MOODY'S AND FITCH REAFFIRM COMMONWEALTH'S Aa1 AND AA+ GENERAL OLBIGATION BOND RATINGS
Ratings agencies cite Patrick-Murray Administration's effective financial management through economic downturn
BOSTON - Tuesday, March 22, 2011 - Governor Deval Patrick and Treasurer Steven Grossman today announced that Moody's Investors Service has reaffirmed the Commonwealth's general obligation bond ratings at Aa1 and Fitch Ratings has reaffirmed bond ratings at AA+, citing the Patrick-Murray Administration's effective fiscal management. Moody's cited a "stable" outlook, "reflecting improving revenues and efforts to regain structural budget balance," while Fitch said, "Massachusetts' 'AA+' rating reflects considerable economic resources and a record of prudent financial management."
"The rating agencies reaffirmation of the Commonwealth's strong bond rating is welcome news," said Governor Deval Patrick. "We have worked hard to make smart choices to be able to continue to make critical investments in our schools, roads and bridges, and housing to build a stronger, lasting recovery."
Moody's and Fitch reaffirmed the Aa1 and AA+ bond ratings respectively to $438 million of Massachusetts general obligation refunding and new money bonds. The announcements follow Standard and Poor's reaffirmation on Friday of the Commonwealth's bond ratings at AA. Last month it was announced that Standard & Poor's has revised the outlook to Positive from Stable on Massachusetts' general obligation parity bonds due to the Administration's strong fiscal management. The revision to a positive credit outlook suggests that Standard and Poor's will consider upgrading the Commonwealth's bond rating in the future.
"These ratings are just another confirmation that the Governor's strong fiscal management during these challenging economic times has worked," said Administration and Finance Secretary Jay Gonzalez. "We must continue to maintain or improve our high bond ratings by actively and responsibly managing our budget so we can continue to make critical investments in the Commonwealth's future."
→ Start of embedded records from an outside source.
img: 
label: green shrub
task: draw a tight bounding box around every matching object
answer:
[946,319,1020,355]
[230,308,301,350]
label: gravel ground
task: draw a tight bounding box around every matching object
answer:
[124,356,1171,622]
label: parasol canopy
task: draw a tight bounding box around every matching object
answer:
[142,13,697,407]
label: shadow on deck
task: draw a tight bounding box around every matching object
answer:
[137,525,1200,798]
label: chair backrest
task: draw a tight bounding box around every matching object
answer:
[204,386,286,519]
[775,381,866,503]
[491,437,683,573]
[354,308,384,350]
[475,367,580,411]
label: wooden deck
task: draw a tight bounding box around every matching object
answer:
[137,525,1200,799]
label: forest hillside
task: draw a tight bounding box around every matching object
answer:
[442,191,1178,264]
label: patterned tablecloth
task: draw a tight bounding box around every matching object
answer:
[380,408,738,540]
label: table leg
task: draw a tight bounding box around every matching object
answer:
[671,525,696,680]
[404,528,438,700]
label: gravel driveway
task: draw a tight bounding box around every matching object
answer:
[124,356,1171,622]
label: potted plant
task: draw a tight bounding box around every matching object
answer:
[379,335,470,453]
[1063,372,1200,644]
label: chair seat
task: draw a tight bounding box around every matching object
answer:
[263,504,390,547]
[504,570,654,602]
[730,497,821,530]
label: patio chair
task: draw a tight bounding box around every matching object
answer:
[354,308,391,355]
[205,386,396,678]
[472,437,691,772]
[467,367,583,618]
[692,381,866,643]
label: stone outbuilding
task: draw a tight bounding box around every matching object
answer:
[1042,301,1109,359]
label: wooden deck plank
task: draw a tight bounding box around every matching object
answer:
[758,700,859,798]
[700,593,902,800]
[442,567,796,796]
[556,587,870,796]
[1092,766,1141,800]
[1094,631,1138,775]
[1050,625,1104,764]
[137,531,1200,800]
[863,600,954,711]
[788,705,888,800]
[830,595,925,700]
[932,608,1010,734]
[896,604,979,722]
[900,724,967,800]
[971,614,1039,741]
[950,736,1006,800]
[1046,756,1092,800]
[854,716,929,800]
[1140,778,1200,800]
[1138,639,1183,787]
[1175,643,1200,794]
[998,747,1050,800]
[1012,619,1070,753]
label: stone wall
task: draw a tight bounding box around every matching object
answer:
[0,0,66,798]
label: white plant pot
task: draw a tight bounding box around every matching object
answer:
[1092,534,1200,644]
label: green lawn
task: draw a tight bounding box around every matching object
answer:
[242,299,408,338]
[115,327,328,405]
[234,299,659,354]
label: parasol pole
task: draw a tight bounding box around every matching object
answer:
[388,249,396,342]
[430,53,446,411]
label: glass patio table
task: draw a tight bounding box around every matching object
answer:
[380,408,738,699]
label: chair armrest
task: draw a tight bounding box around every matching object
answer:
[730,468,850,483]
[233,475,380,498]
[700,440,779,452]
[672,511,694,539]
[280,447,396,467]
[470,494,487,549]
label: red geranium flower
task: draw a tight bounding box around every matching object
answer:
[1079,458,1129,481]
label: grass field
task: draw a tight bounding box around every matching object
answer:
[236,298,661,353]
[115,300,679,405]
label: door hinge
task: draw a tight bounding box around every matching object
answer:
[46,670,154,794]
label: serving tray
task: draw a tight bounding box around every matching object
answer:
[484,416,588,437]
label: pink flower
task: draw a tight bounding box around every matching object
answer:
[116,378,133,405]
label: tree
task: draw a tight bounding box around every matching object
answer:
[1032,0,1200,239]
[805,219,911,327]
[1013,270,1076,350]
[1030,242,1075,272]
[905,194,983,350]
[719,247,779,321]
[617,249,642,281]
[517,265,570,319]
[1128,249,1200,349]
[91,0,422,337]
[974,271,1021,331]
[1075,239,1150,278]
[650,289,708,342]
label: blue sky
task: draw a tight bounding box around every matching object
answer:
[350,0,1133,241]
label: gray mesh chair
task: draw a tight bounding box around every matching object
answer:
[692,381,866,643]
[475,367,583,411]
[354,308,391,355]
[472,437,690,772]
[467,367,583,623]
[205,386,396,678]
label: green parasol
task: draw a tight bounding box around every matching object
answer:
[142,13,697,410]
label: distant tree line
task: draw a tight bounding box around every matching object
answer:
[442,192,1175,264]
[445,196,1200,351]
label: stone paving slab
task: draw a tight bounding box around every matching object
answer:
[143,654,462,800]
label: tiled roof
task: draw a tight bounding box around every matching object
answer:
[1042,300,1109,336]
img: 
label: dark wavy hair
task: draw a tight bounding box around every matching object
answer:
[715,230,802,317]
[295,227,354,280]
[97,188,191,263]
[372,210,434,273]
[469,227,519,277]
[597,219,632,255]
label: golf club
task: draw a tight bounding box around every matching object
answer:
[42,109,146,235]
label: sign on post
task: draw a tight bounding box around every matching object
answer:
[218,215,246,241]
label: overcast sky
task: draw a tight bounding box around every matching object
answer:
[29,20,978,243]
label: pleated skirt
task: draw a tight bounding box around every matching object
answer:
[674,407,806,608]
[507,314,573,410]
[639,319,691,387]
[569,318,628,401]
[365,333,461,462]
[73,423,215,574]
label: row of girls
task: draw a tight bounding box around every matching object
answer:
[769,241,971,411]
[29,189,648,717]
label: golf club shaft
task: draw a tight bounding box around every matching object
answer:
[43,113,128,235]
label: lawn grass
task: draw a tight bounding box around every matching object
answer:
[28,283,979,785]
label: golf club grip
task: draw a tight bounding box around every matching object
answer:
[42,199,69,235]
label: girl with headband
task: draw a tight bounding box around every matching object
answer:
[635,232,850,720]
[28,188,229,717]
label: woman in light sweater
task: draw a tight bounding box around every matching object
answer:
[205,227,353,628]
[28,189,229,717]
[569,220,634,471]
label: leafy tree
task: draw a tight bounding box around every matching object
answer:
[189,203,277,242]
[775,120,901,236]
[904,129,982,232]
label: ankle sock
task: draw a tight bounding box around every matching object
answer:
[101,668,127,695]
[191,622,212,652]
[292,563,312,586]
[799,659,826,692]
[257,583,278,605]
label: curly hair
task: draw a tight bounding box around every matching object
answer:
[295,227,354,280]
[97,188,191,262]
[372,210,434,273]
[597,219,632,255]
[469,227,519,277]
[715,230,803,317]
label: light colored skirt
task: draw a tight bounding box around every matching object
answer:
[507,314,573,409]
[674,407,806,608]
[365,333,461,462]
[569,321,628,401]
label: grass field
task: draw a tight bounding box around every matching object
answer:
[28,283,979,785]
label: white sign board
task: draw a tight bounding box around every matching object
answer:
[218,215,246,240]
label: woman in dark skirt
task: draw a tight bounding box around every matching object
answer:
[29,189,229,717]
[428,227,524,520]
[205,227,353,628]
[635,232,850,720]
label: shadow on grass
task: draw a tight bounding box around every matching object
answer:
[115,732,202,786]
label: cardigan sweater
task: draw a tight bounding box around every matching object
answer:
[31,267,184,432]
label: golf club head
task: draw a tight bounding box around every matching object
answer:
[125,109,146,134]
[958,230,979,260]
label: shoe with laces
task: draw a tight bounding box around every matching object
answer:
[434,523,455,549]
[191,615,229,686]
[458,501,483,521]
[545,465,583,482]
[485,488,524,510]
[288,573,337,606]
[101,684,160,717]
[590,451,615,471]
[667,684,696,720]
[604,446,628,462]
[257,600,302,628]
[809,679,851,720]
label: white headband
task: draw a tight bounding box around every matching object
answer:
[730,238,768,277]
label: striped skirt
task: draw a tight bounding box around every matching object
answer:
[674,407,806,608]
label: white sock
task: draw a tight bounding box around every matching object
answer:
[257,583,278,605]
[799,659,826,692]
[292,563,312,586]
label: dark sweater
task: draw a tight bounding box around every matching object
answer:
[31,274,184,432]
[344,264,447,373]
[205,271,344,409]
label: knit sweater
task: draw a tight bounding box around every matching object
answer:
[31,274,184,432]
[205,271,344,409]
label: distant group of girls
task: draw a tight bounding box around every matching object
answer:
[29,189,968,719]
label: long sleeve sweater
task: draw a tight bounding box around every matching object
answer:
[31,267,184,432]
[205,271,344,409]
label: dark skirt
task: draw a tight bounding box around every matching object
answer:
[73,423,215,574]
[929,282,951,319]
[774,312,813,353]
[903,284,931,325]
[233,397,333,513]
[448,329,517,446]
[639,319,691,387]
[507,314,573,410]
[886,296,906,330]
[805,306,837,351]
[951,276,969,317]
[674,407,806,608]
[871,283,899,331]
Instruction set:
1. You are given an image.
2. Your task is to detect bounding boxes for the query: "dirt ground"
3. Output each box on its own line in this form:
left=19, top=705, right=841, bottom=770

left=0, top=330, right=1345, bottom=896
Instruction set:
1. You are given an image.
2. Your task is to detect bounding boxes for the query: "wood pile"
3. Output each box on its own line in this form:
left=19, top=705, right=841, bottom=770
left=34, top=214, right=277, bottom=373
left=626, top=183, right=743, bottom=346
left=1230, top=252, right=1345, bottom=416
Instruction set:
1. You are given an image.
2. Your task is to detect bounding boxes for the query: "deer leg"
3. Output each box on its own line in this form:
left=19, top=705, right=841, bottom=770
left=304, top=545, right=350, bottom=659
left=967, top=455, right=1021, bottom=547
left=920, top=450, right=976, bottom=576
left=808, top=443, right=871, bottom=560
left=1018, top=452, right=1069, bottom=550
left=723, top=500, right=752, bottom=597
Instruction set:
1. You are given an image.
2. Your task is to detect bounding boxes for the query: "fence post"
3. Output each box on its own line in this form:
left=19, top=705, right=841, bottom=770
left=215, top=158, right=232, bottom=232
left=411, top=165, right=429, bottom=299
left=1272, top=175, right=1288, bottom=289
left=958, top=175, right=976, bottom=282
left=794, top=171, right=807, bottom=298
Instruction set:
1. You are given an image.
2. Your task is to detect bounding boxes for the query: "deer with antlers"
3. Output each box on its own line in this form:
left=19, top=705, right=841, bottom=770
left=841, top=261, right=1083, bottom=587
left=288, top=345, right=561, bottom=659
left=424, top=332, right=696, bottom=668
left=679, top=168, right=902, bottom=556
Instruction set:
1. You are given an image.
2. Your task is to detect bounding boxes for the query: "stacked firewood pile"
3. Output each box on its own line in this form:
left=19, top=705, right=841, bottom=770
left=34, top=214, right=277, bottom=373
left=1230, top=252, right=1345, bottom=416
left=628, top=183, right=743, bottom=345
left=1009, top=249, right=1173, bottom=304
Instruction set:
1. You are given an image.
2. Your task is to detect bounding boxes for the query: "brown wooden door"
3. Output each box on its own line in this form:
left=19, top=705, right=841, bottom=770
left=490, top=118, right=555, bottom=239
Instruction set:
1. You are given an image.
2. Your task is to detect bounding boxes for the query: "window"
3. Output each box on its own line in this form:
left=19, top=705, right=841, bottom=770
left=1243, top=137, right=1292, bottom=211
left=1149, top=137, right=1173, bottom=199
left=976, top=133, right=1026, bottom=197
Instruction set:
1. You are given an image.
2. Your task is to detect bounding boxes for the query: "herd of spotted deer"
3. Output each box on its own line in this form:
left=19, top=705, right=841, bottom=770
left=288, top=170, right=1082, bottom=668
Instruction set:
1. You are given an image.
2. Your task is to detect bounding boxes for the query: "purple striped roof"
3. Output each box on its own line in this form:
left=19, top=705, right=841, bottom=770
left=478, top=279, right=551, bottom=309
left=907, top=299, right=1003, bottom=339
"We are pleased that the rating agencies have reaffirmed Massachusetts' strong bond ratings at a time when finances in other states are facing increased scrutiny," said Treasurer Grossman. "This is a testament to the Commonwealth's willingness to face up to its fiscal responsibilities in a timely, comprehensive fashion. And it re-emphasizes the need to move ahead with pension reform and to make the state a national thought and practice leader in financial disclosures."
According to each rating agency the Commonwealth's credit strengths include:
- Effective financial management during economic downturns, particularly a willingness to promptly identify and close budget gaps through both new revenues and expenditure reductions
- Budget reserves that still provide an adequate cushion, although a reduced one, and a statutory mechanism to replenish them going forward
- High wealth and high levels of educational attainment
- The presence of large, highly-rated higher education and health care institutions in the Boston area has lent a degree of economic stability and have mitigated some job losses during recessions.
The Commonwealth has upheld an 'AA' bond rating on its General Obligation Bonds throughout the unprecedented global economic downturn. Rating agencies conduct independent assessments of the Commonwealth's creditworthiness based on relevant risk factors. The Commonwealth's ratings are based on its ability to repay fully the principal and interest of its short-term or long-term debt obligations, on a timely basis. For General Obligation bonds, ratings are based primarily on four main factors: the economy, the issuer's financial position, the issuer's current and future debt burden, and financial management.